– Господин де Зут, – начал ее отец, – Анна сообщила мне весьма неожиданную новость…

В соседней с драконом бутыли разевает пасть гадюка с острова Сулавеси.

– …и я тщательнейшим образом рассмотрел как ваши достоинства, так и недостатки.

Детеныш аллигатора с острова Хальмахера скалится в дьявольской ухмылке.

– В столбце кредита: вы прекрасный работник, добросовестный, с хорошей репутацией…

Пуповина навечно связывает аллигатора со скорлупой от яйца.

– …и не воспользовались во зло чувствами Анны.

От назначения на Хальмахеру Якоба спас Ворстенбос.

– Теперь что касается дебета: вы всего лишь писарь; не купец, не судовладелец…

Черепаха с острова Диего-Гарсия как будто плачет.

– …даже не оптовый торговец. Просто писарь. Я не сомневаюсь, что вы искренне привязаны к моей дочери.

Якоб прислоняется сломанным носом к банке с барбадосской миногой.

– Но нежные чувства – не более чем слива в пудинге. Сам пудинг – это имущество.

Рот миноги раскрыт в форме буквы «О», а внутри сплошняком красуются острые как бритва треугольные зубы.

– Однако из уважения к мнению Анны и ее способности разбираться в людях я готов дать вам шанс, де Зут. Заработайте свой пудинг. Один из директоров Ост-Индской компании бывает в моем клубе. Если вы и в самом деле так сильно хотите стать моим зятем, он может устроить вам должность на Яве, сроком на пять лет. Официальное жалованье невелико, но предприимчивый молодой человек может кое-что извлечь с пользой для себя. Ответ нужно дать сегодня: «Фадреландет»[3] уходит в плавание из Копенгагена через две недели…

– Новые друзья? – Ван Клеф наблюдает за Якобом, стоя в дверях Парадного кабинета.

Якоб отрывается от созерцания миноги:

– Я не могу позволить себе роскошь привередничать, господин помощник управляющего.

Ван Клеф хмыкает на такую откровенность.

– Господин Ворстенбос готов вас принять.

– А вы разве не будете присутствовать, минеер?

– Железные чушки сами себя не взвесят, де Зут, как ни жаль.


Унико Ворстенбос, розовый от жары и блестящий от пота, щурится, разглядывая градусник на стене, рядом с портретом Вильгельма Молчаливого.

– Надо сказать Туми, пусть сделает мне такой хитрый матерчатый веер, их еще англичане из Индии привозят… Забыл название…

– Опахало?

– Точно.
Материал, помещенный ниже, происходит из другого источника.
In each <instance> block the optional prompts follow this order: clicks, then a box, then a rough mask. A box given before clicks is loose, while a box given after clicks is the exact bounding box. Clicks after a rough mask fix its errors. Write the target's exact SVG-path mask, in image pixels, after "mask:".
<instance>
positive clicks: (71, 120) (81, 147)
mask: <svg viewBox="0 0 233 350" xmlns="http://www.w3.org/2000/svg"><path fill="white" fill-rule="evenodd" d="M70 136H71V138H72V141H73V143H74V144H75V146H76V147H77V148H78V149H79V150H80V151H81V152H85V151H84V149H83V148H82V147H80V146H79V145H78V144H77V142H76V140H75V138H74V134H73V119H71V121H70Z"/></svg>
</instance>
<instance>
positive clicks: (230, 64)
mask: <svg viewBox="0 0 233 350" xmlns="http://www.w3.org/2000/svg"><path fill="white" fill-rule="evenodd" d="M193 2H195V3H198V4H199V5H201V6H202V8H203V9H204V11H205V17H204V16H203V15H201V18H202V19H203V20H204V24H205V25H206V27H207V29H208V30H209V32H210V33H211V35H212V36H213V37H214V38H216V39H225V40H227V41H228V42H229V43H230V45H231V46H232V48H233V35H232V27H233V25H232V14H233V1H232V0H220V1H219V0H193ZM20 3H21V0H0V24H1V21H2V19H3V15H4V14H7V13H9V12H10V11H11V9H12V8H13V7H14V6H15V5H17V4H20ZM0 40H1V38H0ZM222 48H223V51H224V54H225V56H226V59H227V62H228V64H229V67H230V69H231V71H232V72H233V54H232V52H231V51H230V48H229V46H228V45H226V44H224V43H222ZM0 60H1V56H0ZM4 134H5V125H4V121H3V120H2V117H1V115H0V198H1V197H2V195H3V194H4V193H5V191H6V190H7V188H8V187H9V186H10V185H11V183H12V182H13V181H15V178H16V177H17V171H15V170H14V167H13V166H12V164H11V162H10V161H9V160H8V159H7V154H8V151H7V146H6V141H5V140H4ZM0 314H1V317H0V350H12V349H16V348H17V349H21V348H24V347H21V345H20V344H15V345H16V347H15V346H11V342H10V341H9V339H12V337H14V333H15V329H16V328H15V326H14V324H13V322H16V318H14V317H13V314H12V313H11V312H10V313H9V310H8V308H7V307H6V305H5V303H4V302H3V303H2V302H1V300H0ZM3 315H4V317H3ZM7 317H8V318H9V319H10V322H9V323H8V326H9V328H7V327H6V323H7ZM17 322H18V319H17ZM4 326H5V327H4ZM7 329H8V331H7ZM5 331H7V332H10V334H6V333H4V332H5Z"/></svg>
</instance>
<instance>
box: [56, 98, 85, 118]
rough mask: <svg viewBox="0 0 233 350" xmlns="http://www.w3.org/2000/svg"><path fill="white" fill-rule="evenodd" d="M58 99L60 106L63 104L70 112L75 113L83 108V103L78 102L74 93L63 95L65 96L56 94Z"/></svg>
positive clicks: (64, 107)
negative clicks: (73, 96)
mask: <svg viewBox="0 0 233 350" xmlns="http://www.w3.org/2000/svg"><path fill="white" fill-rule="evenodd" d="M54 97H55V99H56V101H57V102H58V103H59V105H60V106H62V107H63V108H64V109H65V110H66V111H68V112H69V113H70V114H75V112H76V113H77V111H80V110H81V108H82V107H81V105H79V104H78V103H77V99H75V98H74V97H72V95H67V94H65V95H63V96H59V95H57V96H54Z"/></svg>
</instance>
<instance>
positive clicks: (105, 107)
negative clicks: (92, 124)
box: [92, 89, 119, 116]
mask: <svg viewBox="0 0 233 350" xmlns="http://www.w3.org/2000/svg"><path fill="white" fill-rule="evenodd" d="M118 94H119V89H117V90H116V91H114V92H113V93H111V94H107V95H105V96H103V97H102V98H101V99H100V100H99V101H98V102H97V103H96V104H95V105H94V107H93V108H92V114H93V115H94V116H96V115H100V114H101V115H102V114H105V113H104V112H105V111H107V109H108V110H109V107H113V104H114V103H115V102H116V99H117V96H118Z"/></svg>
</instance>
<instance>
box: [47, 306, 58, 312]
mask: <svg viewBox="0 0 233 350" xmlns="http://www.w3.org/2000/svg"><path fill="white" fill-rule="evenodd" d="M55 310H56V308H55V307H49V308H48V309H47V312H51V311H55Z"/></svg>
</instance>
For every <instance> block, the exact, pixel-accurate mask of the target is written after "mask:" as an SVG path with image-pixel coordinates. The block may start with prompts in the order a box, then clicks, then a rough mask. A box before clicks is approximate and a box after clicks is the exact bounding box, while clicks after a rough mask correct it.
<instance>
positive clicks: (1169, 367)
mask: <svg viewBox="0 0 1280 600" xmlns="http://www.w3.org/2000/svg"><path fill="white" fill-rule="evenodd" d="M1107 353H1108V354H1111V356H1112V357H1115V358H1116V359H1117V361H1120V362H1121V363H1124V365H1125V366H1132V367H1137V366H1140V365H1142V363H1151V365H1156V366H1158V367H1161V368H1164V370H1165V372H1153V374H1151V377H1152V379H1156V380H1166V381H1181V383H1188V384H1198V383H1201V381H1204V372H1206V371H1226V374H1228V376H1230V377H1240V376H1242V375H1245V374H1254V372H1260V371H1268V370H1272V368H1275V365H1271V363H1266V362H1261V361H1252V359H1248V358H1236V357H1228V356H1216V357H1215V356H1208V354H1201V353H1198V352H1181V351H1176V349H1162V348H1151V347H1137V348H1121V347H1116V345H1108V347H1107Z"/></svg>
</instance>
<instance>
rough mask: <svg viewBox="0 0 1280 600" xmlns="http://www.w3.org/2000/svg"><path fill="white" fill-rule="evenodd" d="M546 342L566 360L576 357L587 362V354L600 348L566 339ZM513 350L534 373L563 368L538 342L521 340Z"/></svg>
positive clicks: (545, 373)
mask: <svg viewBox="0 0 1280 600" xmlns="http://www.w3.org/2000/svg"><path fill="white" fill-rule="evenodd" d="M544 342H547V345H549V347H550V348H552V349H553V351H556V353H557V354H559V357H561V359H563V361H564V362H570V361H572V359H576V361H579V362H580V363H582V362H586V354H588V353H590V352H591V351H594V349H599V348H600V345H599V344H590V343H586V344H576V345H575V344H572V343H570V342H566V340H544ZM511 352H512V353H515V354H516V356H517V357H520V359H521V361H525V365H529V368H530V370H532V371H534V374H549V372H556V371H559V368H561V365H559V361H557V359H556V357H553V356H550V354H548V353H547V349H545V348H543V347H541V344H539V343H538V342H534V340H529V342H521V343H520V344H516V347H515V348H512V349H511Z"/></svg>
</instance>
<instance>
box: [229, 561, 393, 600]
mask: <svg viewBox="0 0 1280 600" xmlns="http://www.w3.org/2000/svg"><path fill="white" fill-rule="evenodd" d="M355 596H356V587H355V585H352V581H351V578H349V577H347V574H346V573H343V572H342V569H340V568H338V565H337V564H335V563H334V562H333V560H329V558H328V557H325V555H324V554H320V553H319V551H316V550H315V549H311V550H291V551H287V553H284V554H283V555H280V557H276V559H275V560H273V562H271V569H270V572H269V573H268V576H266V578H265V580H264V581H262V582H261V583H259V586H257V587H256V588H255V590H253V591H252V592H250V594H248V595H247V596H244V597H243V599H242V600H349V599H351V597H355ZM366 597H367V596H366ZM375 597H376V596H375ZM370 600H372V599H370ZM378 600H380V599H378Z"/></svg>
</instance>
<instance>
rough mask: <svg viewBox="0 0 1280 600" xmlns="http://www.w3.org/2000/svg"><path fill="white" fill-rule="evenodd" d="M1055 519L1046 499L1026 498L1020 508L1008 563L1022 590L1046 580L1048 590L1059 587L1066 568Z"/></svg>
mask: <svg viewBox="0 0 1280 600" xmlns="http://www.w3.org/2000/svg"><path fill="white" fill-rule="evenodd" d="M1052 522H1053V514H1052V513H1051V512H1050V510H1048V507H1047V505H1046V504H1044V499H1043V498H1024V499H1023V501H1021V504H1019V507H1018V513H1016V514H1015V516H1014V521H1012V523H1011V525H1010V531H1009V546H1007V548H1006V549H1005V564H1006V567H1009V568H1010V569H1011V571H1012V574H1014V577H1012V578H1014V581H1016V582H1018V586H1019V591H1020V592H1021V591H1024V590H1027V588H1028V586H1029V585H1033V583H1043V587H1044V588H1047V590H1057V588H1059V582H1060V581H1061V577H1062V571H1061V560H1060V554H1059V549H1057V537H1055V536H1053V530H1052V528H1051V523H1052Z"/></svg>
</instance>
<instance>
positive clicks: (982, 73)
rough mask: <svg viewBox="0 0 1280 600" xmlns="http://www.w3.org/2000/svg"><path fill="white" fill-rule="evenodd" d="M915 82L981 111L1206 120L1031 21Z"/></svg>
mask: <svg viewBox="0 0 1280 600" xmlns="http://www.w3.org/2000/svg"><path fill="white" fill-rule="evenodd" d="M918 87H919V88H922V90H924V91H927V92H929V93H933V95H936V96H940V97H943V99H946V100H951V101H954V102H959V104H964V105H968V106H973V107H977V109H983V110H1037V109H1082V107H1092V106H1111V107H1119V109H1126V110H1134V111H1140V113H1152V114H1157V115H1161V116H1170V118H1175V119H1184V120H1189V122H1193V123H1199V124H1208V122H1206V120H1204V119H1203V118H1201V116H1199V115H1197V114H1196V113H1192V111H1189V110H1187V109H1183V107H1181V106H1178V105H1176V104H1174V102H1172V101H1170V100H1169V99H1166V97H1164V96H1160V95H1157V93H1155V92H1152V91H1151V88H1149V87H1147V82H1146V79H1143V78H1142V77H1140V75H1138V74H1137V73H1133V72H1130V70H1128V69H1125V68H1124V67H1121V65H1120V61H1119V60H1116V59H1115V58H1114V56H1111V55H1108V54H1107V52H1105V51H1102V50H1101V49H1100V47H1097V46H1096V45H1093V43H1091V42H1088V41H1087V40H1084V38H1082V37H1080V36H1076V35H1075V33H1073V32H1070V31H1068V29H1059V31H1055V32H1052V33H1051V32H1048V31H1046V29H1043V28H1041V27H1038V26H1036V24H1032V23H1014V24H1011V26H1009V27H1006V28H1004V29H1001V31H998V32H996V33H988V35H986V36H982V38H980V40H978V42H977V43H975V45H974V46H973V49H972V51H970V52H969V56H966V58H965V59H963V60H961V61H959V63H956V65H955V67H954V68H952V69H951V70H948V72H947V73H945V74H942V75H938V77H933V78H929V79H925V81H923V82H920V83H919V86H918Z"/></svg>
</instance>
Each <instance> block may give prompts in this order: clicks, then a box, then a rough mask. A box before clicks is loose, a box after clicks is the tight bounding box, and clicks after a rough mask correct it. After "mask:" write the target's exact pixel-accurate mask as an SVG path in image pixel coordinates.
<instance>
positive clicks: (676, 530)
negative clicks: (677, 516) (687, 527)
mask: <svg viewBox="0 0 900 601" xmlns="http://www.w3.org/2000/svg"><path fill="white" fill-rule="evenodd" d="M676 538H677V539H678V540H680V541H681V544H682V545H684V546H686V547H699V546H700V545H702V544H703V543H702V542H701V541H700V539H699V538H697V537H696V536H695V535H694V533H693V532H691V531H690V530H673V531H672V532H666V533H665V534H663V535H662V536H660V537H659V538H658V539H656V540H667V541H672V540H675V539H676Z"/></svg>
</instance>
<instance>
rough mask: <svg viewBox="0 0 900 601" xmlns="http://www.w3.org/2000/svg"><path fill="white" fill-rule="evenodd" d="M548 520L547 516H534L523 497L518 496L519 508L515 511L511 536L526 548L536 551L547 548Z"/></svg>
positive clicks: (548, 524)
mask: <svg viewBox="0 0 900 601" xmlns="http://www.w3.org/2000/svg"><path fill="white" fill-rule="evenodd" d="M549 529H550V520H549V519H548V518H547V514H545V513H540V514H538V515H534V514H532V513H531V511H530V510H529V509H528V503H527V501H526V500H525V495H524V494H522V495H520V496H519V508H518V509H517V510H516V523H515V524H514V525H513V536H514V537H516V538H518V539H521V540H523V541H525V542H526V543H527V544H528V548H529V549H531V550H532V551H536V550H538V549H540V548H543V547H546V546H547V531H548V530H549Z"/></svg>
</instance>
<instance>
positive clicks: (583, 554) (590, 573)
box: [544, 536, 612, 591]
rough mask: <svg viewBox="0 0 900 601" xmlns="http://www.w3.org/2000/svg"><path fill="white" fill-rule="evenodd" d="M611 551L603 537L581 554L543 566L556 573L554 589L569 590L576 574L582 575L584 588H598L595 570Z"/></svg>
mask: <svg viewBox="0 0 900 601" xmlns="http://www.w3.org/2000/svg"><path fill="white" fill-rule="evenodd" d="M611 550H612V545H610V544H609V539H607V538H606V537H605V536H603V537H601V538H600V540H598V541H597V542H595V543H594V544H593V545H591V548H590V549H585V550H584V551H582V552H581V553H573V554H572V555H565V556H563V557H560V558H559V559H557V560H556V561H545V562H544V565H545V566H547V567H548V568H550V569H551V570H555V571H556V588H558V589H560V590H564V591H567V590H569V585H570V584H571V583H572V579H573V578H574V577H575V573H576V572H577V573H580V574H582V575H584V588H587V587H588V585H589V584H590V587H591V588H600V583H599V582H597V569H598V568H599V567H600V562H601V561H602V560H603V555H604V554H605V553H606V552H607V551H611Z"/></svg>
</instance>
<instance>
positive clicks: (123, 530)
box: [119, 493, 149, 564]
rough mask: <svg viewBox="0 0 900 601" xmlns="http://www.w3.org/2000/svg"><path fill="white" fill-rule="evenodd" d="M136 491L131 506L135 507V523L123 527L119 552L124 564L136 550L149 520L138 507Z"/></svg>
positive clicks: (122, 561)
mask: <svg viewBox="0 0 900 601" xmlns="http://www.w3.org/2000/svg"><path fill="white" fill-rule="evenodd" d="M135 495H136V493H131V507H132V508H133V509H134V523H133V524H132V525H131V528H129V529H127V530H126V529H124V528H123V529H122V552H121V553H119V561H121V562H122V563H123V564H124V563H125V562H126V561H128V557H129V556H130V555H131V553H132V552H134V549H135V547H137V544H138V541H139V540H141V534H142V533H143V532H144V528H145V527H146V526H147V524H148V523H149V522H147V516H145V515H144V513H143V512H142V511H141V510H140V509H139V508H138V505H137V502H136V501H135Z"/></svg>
Опахало, и к нему бы еще опахальщика…

Входит Купидон с уже знакомым Якобу нефритовым чайничком на подносе.

– В десять явится переводчик Кобаяси, – говорит Ворстенбос, – и толпа чиновников, обучать меня придворным церемониям к долгожданной аудиенции у градоправителя. Старинный чайничек с серебром – знак, что управляющий факторией не лишен хорошего вкуса; на Востоке, де Зут, куда ни плюнь, всюду знаки. Напомните-ка, что там говорил тот еврей в Макао, для какого персонажа голубых кровей был сделан сервиз?

– Он сказал, будто бы это часть приданого жены последнего императора династии Мин.

– Точно, последнего императора династии Мин. Да, и будьте так любезны, присоединитесь к нам позже.

– Для встречи с переводчиком Кобаяси и чиновниками?

– Для беседы с градоправителем Сираи… Сило… Как бишь его?

– Градоправитель Сирояма, минеер. Мне сопровождать вас в Нагасаки?

– Если только не предпочтете остаться здесь и записывать вес железных болванок.

– Увидеть настоящую Японию… Это же… – «Петер Фишер богу душу отдаст от зависти», – думает Якоб. – Это величайшее приключение! Спасибо!

– Управляющему факторией необходим личный секретарь. Идемте, продолжим дела насущные в моем рабочем кабинете…


В соседней тесной комнатке солнечный свет падает прямо на письменный стол.

– Итак… – Ворстенбос усаживается. – Как вам после трех дней на берегу жизнь на самом отдаленном аванпосте Компании?